Keyframe-Based Feed-Forward Visual Odometry

TL;DR

This work tackles the inefficiency of end-to-end visual foundation-model visual odometry by introducing a reinforcement-learning–based keyframe policy that adaptively filters input frames within a sliding-window VO pipeline built on VGGT. The method trains on synthetic data (TartanAir) and demonstrates strong generalization to real-world datasets (EuRoC, TUM-RGBD, KITTI) while maintaining competitive accuracy with minimal runtime overhead. By explicitly maintaining and selecting keyframes, the approach improves local estimation and robustness without requiring explicit geometric heuristics or post-processing. The work highlights the potential of data-driven memory management for scalable, feed-forward VO and points to future directions toward fully feed-forward SLAM with loop closure.

Abstract

The emergence of visual foundation models has revolutionized visual odometry~(VO) and SLAM, enabling pose estimation and dense reconstruction within a single feed-forward network. However, unlike traditional pipelines that leverage keyframe methods to enhance efficiency and accuracy, current foundation model based methods, such as VGGT-Long, typically process raw image sequences indiscriminately. This leads to computational redundancy and degraded performance caused by low inter-frame parallax, which provides limited contextual stereo information. Integrating traditional geometric heuristics into these methods is non-trivial, as their performance depends on high-dimensional latent representations rather than explicit geometric metrics. To bridge this gap, we propose a novel keyframe-based feed-forward VO. Instead of relying on hand-crafted rules, our approach employs reinforcement learning to derive an adaptive keyframe policy in a data-driven manner, aligning selection with the intrinsic characteristics of the underlying foundation model. We train our agent on TartanAir dataset and conduct extensive evaluations across several real-world datasets. Experimental results demonstrate that the proposed method achieves consistent and substantial improvements over state-of-the-art feed-forward VO methods.
Paper Structure (19 sections, 3 equations, 5 figures, 6 tables)

This paper contains 19 sections, 3 equations, 5 figures, 6 tables.

Figures (5)

  • Figure 1: Method Overview: We propose a keyframe-based feed-forward VO with VGGT wang2025vggt as backbone and a RL-based keyframe method. The observation consists of the mean of CLS tokens extracted by the ViT encoder from all frames within the keyframe window, together with the relative pose changes.
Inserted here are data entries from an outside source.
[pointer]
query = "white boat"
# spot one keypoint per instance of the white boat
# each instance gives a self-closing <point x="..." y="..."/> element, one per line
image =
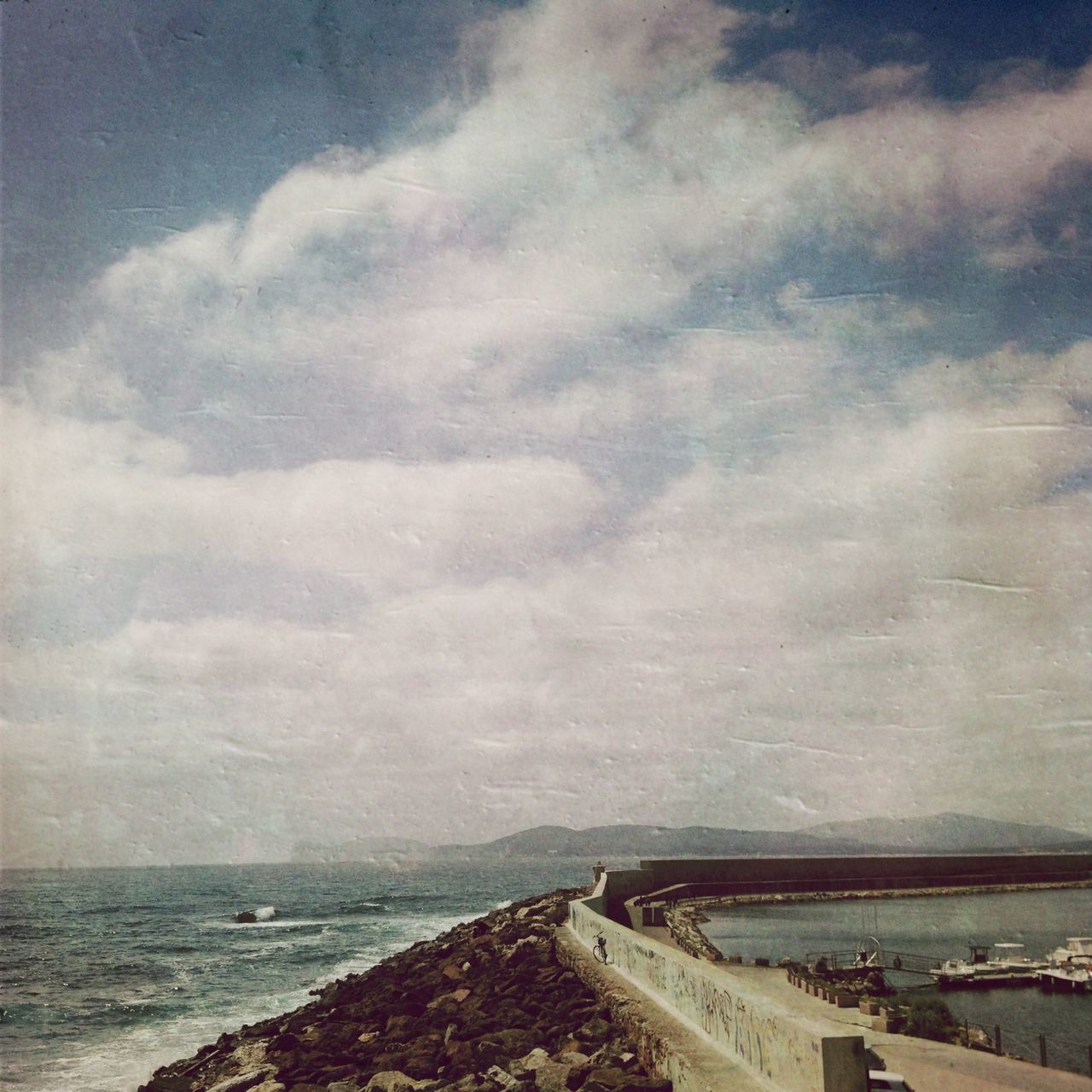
<point x="1008" y="967"/>
<point x="1071" y="967"/>
<point x="1077" y="952"/>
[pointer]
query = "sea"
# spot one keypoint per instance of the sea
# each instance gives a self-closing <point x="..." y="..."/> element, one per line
<point x="944" y="927"/>
<point x="108" y="973"/>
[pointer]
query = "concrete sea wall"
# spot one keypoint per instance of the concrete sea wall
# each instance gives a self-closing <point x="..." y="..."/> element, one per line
<point x="771" y="1043"/>
<point x="757" y="874"/>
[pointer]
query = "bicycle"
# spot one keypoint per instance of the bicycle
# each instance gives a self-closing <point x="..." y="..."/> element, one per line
<point x="600" y="950"/>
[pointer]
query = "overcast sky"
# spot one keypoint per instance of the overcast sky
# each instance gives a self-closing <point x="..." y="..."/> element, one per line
<point x="438" y="420"/>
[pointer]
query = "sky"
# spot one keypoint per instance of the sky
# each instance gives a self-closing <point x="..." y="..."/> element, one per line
<point x="439" y="420"/>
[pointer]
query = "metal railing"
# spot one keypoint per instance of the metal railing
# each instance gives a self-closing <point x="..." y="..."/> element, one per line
<point x="882" y="959"/>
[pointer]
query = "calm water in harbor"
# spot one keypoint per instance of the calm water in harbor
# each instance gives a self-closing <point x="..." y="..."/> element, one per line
<point x="108" y="973"/>
<point x="944" y="927"/>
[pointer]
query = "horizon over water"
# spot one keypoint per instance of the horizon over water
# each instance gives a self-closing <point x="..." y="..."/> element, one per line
<point x="110" y="972"/>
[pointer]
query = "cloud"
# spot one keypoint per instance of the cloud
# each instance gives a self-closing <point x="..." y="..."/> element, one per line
<point x="544" y="426"/>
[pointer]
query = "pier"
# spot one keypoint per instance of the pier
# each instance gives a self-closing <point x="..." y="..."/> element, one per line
<point x="752" y="1021"/>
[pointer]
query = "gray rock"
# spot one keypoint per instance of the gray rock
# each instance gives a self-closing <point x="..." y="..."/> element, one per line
<point x="394" y="1080"/>
<point x="503" y="1079"/>
<point x="241" y="1081"/>
<point x="553" y="1077"/>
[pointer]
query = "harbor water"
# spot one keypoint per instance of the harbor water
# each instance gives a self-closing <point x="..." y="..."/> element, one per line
<point x="940" y="926"/>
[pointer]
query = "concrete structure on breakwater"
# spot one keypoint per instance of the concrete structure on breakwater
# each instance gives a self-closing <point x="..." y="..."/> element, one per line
<point x="753" y="1031"/>
<point x="712" y="878"/>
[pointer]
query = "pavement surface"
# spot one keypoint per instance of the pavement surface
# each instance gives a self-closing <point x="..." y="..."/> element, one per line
<point x="928" y="1067"/>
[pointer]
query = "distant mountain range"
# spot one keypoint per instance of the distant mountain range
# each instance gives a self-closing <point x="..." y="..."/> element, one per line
<point x="949" y="833"/>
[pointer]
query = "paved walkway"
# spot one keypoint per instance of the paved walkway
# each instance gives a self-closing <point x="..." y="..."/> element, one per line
<point x="683" y="1053"/>
<point x="928" y="1067"/>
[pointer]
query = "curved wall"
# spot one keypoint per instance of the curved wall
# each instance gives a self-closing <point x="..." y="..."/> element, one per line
<point x="770" y="1042"/>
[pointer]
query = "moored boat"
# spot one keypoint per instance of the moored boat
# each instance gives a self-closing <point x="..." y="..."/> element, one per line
<point x="1008" y="967"/>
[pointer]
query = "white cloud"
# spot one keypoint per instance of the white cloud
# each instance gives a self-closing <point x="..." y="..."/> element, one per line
<point x="716" y="556"/>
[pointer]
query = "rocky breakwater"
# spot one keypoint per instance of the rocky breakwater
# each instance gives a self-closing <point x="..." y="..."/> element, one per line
<point x="486" y="1006"/>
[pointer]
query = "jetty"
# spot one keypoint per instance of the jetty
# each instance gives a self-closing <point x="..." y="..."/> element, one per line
<point x="615" y="990"/>
<point x="763" y="1026"/>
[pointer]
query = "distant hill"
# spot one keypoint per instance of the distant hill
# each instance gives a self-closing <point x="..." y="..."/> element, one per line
<point x="632" y="839"/>
<point x="944" y="834"/>
<point x="380" y="851"/>
<point x="949" y="833"/>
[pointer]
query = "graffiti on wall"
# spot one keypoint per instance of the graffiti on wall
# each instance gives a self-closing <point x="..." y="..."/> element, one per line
<point x="769" y="1043"/>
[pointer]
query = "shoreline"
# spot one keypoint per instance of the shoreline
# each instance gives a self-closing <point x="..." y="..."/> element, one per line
<point x="686" y="917"/>
<point x="486" y="1007"/>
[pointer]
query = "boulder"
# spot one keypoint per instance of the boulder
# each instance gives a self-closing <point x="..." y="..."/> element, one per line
<point x="241" y="1081"/>
<point x="393" y="1080"/>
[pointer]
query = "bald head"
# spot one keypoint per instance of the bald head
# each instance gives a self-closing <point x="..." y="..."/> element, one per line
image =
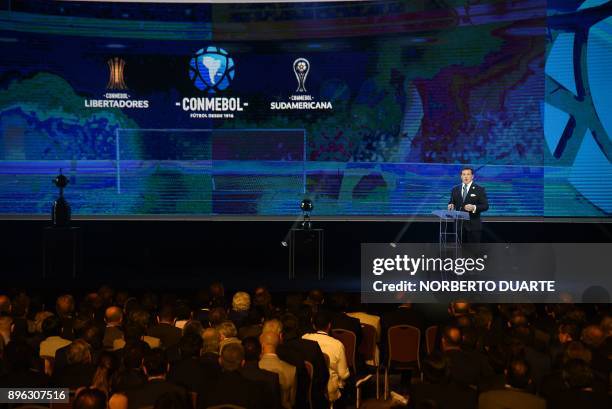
<point x="269" y="342"/>
<point x="113" y="315"/>
<point x="64" y="305"/>
<point x="5" y="305"/>
<point x="451" y="337"/>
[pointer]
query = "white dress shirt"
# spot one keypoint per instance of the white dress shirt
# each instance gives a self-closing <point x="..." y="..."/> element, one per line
<point x="467" y="194"/>
<point x="338" y="368"/>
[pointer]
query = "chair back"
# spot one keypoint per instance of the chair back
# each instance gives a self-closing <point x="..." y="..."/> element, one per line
<point x="349" y="340"/>
<point x="367" y="349"/>
<point x="310" y="371"/>
<point x="430" y="338"/>
<point x="403" y="344"/>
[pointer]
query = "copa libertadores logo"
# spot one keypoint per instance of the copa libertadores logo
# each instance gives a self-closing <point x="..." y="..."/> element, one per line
<point x="211" y="70"/>
<point x="301" y="100"/>
<point x="116" y="82"/>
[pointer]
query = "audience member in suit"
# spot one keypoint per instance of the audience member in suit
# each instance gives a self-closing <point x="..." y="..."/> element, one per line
<point x="165" y="330"/>
<point x="64" y="306"/>
<point x="268" y="381"/>
<point x="270" y="361"/>
<point x="90" y="398"/>
<point x="79" y="371"/>
<point x="438" y="387"/>
<point x="92" y="334"/>
<point x="189" y="371"/>
<point x="113" y="318"/>
<point x="210" y="349"/>
<point x="134" y="332"/>
<point x="23" y="365"/>
<point x="514" y="395"/>
<point x="334" y="349"/>
<point x="231" y="387"/>
<point x="580" y="391"/>
<point x="228" y="333"/>
<point x="295" y="350"/>
<point x="403" y="315"/>
<point x="155" y="367"/>
<point x="132" y="376"/>
<point x="51" y="328"/>
<point x="241" y="304"/>
<point x="251" y="325"/>
<point x="466" y="368"/>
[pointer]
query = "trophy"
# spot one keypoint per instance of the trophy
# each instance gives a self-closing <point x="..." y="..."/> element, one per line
<point x="306" y="207"/>
<point x="60" y="214"/>
<point x="301" y="66"/>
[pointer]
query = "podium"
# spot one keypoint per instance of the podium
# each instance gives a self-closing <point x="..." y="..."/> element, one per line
<point x="451" y="227"/>
<point x="306" y="252"/>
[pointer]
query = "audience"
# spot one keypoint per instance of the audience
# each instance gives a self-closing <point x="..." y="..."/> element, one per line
<point x="270" y="361"/>
<point x="165" y="329"/>
<point x="258" y="352"/>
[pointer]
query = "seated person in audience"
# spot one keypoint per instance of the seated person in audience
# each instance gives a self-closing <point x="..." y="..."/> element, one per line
<point x="135" y="333"/>
<point x="131" y="375"/>
<point x="231" y="388"/>
<point x="210" y="349"/>
<point x="80" y="369"/>
<point x="92" y="334"/>
<point x="515" y="393"/>
<point x="241" y="304"/>
<point x="113" y="317"/>
<point x="295" y="350"/>
<point x="155" y="368"/>
<point x="23" y="366"/>
<point x="165" y="330"/>
<point x="267" y="380"/>
<point x="270" y="361"/>
<point x="334" y="349"/>
<point x="51" y="328"/>
<point x="228" y="333"/>
<point x="438" y="387"/>
<point x="89" y="398"/>
<point x="64" y="307"/>
<point x="188" y="371"/>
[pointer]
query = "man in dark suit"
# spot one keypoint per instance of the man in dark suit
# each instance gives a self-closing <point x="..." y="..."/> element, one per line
<point x="295" y="351"/>
<point x="188" y="371"/>
<point x="165" y="329"/>
<point x="231" y="388"/>
<point x="438" y="387"/>
<point x="472" y="198"/>
<point x="267" y="380"/>
<point x="514" y="395"/>
<point x="155" y="367"/>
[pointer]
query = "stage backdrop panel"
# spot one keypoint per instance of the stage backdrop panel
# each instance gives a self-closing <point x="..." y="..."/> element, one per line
<point x="367" y="108"/>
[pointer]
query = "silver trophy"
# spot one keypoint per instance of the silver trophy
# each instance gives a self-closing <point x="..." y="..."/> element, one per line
<point x="301" y="66"/>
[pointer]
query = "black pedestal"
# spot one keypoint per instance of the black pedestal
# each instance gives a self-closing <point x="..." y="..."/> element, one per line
<point x="306" y="253"/>
<point x="62" y="252"/>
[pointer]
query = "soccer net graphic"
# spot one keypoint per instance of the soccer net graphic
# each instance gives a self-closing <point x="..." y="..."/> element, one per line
<point x="204" y="171"/>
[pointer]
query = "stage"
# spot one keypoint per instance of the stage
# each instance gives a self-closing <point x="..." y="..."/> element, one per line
<point x="187" y="254"/>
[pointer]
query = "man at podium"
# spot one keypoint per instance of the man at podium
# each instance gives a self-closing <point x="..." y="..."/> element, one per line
<point x="471" y="198"/>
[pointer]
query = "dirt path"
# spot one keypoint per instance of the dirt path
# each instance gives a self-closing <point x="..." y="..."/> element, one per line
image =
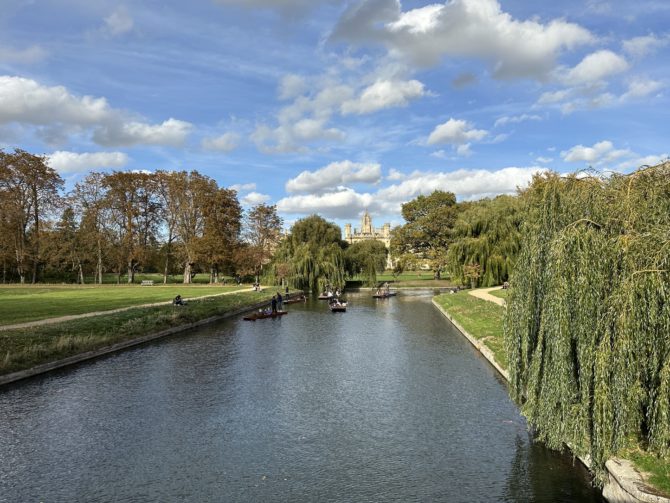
<point x="59" y="319"/>
<point x="483" y="293"/>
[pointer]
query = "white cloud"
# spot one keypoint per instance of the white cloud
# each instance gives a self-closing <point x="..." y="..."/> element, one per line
<point x="72" y="162"/>
<point x="515" y="119"/>
<point x="384" y="94"/>
<point x="455" y="132"/>
<point x="462" y="28"/>
<point x="333" y="175"/>
<point x="466" y="184"/>
<point x="595" y="67"/>
<point x="227" y="142"/>
<point x="31" y="54"/>
<point x="26" y="101"/>
<point x="344" y="203"/>
<point x="119" y="22"/>
<point x="395" y="175"/>
<point x="171" y="132"/>
<point x="640" y="47"/>
<point x="291" y="86"/>
<point x="254" y="198"/>
<point x="600" y="153"/>
<point x="243" y="187"/>
<point x="640" y="87"/>
<point x="58" y="113"/>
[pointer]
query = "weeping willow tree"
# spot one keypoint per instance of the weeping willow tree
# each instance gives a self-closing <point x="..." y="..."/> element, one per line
<point x="587" y="326"/>
<point x="486" y="234"/>
<point x="311" y="256"/>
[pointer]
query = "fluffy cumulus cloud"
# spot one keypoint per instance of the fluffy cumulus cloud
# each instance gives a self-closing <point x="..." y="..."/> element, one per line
<point x="118" y="22"/>
<point x="334" y="175"/>
<point x="254" y="198"/>
<point x="58" y="112"/>
<point x="345" y="202"/>
<point x="516" y="119"/>
<point x="171" y="132"/>
<point x="604" y="155"/>
<point x="600" y="152"/>
<point x="28" y="102"/>
<point x="72" y="162"/>
<point x="595" y="67"/>
<point x="384" y="94"/>
<point x="227" y="142"/>
<point x="462" y="28"/>
<point x="455" y="132"/>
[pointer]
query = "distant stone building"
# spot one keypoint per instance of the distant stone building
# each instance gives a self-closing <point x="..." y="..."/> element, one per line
<point x="368" y="232"/>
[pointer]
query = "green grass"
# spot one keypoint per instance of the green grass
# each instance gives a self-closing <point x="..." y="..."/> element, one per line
<point x="656" y="470"/>
<point x="480" y="318"/>
<point x="20" y="304"/>
<point x="26" y="348"/>
<point x="499" y="293"/>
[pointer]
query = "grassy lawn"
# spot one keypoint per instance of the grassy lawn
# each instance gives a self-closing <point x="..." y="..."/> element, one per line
<point x="499" y="293"/>
<point x="25" y="348"/>
<point x="28" y="303"/>
<point x="482" y="319"/>
<point x="657" y="471"/>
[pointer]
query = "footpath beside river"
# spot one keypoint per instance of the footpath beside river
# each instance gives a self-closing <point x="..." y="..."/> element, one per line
<point x="625" y="484"/>
<point x="40" y="346"/>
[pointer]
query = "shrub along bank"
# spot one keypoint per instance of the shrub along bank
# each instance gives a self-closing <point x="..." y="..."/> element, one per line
<point x="28" y="347"/>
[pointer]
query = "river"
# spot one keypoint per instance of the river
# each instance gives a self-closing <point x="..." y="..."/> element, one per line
<point x="386" y="402"/>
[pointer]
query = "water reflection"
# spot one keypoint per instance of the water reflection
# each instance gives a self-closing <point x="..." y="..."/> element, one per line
<point x="382" y="403"/>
Based on this observation, the agent decides whether to retain the new input frame as a keyframe or not. After executing the action, the predicted poses are aligned with the ground-truth poses then be evaluated by the reward function, the result will be used to update the policy. During inference, the poses of all keyframe chunks are aligned by using the anchor frame, yielding the final pose estimation for the entire sequence. For clarity, some implementation details are omitted in the diagram to emphasize the overall framework and core workflow.
  • Figure 2: Visualized trajectory of our method, VGGT-Long, VGGT-SLAM and InfiniteVGGT on MH_02 from EuRoC. The ground-truth trajectory is shown in red, while the estimated trajectories are shown in blue.
  • Figure 3: Visualized trajectory of our method, VGGT-Long, VGGT-SLAM and InfiniteVGGT on fr1-xyz from TUM-RGBD. The ground-truth trajectory is shown in red, while the estimated trajectories are shown in blue.
  • Figure 4: Visualized trajectory of our method, VGGT-Long, VGGT-SLAM and InfiniteVGGT on 02 from KITTI. The ground-truth trajectory is shown in red, while the estimated trajectories are shown in blue.
  • Figure 5: Visualized trajectory of VGGT-SW and VGGT-LK on fr1-xyz from TUM-RGBD. The ground-truth trajectory is shown in red, while the estimated trajectories are shown in blue.